Automate backup to S3 buckets

Photo by Tyler on Unsplash

Photo by Tyler on Unsplash

Many web projects store user uploads, such as images and PDF documents, in the filesystem on the VPS (Virtual Private Server).

This article will teach you to use duplicity-backup-s3 to backup your web projects to an S3-compatible storage bucket provided by Linode.

Setup

Installing dependencies

Start by installing the needed dependencies on your VPS. Since duplicity-backup-s3 is a Python library based on duplicity, you must first install duplicity and then the python3-boto package to connect to your S3 bucket.

sudo apt install duplicity python3-boto
sudo python3 -m pip install duplicity-backup-s3

Config

Create config files for each directory you want to backup.

To simplify management, it's best to create a config file for each project directory you want to back up. Since the root user will run the backup scripts, all config files will be stored in a directory called duplicity in the root user's home directory. Start by creating that directory.

sudo mkdir /root/duplicity

Once configured, you must create an object storage bucket on Linode and an access key with both read and write permission for that bucket. Take note of the access key and secret before proceeding.

NB! It's critical that nobody without an access key or access to your Linode dashboard can access the backups. Do not allow reading or enumeration of your backups without an access key. 

I recommend using backup-specific object storage to make backups simple to secure.

Once you have a bucket and an access key, you can create specific config files for each directory you want to backup.

sudo vim /root/duplicity/<site-name>.yaml
<site-name>.yaml
aws:
  AWS_ACCESS_KEY_ID: access_token
  AWS_SECRET_ACCESS_KEY: secret_key
backuproot: <site-path>
excludes:
  - <site-path>/vendor
  - <site-path>/storage
  - <site-path>/node_modules
full_if_older_than: 7D
log-path: /var/log/duplicity_backup/
remote:
  endpoint: s3://eu-central-1.linodeobjects.com
  bucket: <bucket-name>
  path: <bucket-path>
volsize: 512

In the template above (which is based on a typical PHP project), replace <site-path> with the absolute path to your project root, <bucket-name> with the name of your object storage, and <bucket-path> with the path you want to store the backup on in your object storage. 

If you use another data center other than Frankfurt, Germany, you must change the endpoint address accordingly.

The backup is recursive, meaning that the backup will include all sub-directories to the <bucket-root>. If you want to exclude other specific directories, you change the list of excludes in the config.

This config will perform a full backup every seven days and incremental backups between the seven days. Change this to your needs.

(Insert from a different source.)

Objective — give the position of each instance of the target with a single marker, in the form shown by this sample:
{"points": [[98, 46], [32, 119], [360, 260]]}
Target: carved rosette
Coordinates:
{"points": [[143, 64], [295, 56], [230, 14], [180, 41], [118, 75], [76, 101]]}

To run and test your configuration, run this command as root, but replace <site-name> with the name of your config file:

duplicity_backup_s3 incr --config /root/duplicity/<site-name>.yaml

Automate backup

Automate the (boring and) important stuff.

If your configuration ran successfully, you can automate the backup process with a Python script that run through all the config files in the duplicity directory.

sudo vim /root/backup.py
backup.py
import os
import subprocess

os.chdir("/root")
config_files = os.listdir("duplicity")

for file in config_files:
    # Create incremental backup
    subprocess.run(['duplicity_backup_s3', 'incr', f'--config=./duplicity/{file}'])
    
    # Delete old backups
    subprocess.run(['duplicity_backup_s3', 'remove', '--older-than', '7D', f'--config=./duplicity/{file}'])

Once the script is created, you can add it to the root user crontab.

sudo crontab -e
/etc/crontab
...
# m h  dom mon dow   command
30 1 * * * python3 /root/backup.py

This makes the script run at 01:30 each night.

Congratulations, you now have a simple, but effective backup of your files. 🎉